外へ飛び出してみよう

2023-12-07 14:29:00

楊剣萍  外交学院  

 

『同調圧力 日本社会はなぜ息苦しいのか』という本を読んだ。

それによれば、日本には「察する文化」の影響によって、「多数派に合わせなければならない」という不文律が存在している。それが同調圧力となり、ひきこもりやいじめなどの社会問題が深刻化しているという。

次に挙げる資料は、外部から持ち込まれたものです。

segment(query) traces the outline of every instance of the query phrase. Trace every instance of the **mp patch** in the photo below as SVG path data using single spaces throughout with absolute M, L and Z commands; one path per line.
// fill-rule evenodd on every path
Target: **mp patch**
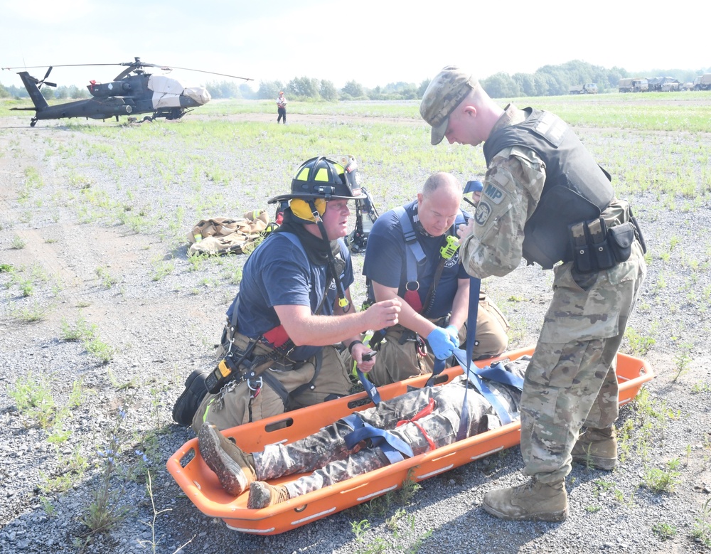
M 484 196 L 488 196 L 493 203 L 498 206 L 501 203 L 501 201 L 503 200 L 506 193 L 498 187 L 494 186 L 491 183 L 487 183 L 484 187 Z
M 474 221 L 476 225 L 483 225 L 491 215 L 491 206 L 487 204 L 483 200 L 479 202 L 476 206 L 476 211 L 474 212 Z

同調圧力に苦しんでいるのは日本人だけではない。儒教思想を重んじる中国では、他者を思いやり優先すべきという「仁」の思想こそ人が目指すべき美徳であると考えられている。しかし、その追求が過ぎると、「皆、どんな場面においても常に他人のことを優先すべきだ」という不文律が生まれ、同調圧力が生じる。そしてそれに従わない人は、「身勝手だ」「人間味がない」「思いやりのない人間だ」と非難される。その結果、中国社会では何かの決断や選択を迫られた個人は、その判断基準を「自らの考え」よりも「周囲の意向」「社会の規範」に置く人が多くなっている。

言うまでもなく、他人のことを慮る姿勢や気持ちを持つことは称賛すべきことだ。しかし、それは強要されるべきではないし、強要されれば人々は抑圧感と閉塞感を抱くだろう。

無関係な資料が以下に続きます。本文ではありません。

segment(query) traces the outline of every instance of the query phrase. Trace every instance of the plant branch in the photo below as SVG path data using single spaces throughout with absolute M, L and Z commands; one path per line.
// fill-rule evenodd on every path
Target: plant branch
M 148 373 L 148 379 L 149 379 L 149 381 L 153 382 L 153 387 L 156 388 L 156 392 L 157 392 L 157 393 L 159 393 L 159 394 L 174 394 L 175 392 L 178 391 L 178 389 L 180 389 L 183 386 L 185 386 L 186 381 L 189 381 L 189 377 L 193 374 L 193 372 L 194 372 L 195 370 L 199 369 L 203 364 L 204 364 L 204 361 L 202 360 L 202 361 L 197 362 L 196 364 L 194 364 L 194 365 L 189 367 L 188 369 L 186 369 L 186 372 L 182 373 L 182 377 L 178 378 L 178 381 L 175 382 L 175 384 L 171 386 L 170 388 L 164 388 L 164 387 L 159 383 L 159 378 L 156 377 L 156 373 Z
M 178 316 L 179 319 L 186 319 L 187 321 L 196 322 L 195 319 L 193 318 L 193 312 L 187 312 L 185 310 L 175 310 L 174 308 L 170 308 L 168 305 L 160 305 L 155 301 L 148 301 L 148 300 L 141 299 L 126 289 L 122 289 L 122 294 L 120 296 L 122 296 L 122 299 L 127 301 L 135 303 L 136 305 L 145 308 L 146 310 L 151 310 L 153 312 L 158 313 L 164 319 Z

またさらに、中日いずれの社会でも、同調圧力に圧倒され「皆と同じように生きられない自分はダメな人間だ」と自己を否定している自己肯定感の低い人は多い。自己肯定感の低さは「皆と同じように」と教えられてきたことが原因だろう。それによって、他人の逸脱にも敏感になり、より一層人や社会を信頼できなくなっているのではないか。

これらの問題に対して、私たちはどう対処すればよいだろうか。

例えば、高気密な部屋に住み続けると、目に見えない汚れや湿気などが溜まり、人の心身に悪影響を及ぼすだろう。そこで、窓を開けて新鮮な空気を取り込むことで、一気にリフレッシュすることができ、快適な気分になる。社会生活をしているときも、ドングリの実のような一つの集団に閉じ込められないように、自ら風穴をあけて、外にある複数の集団やコミュニティに属して、渡り歩き、風通しをよくすべきだ。それにより、フィールドは一つではないと意識し、もう少し自由闊達に生きることができるかもしれない。

つまり、はびこっている同調圧力から自由になるには、「世界の外」へ踏み出す小さな一歩が必要となるのではないか。たかが一歩、されど一歩。たくさんの「一歩」を積み重ねていけば、それが「道」となっていく。その道中には、新しい発見や出会いの喜びもあるだろう。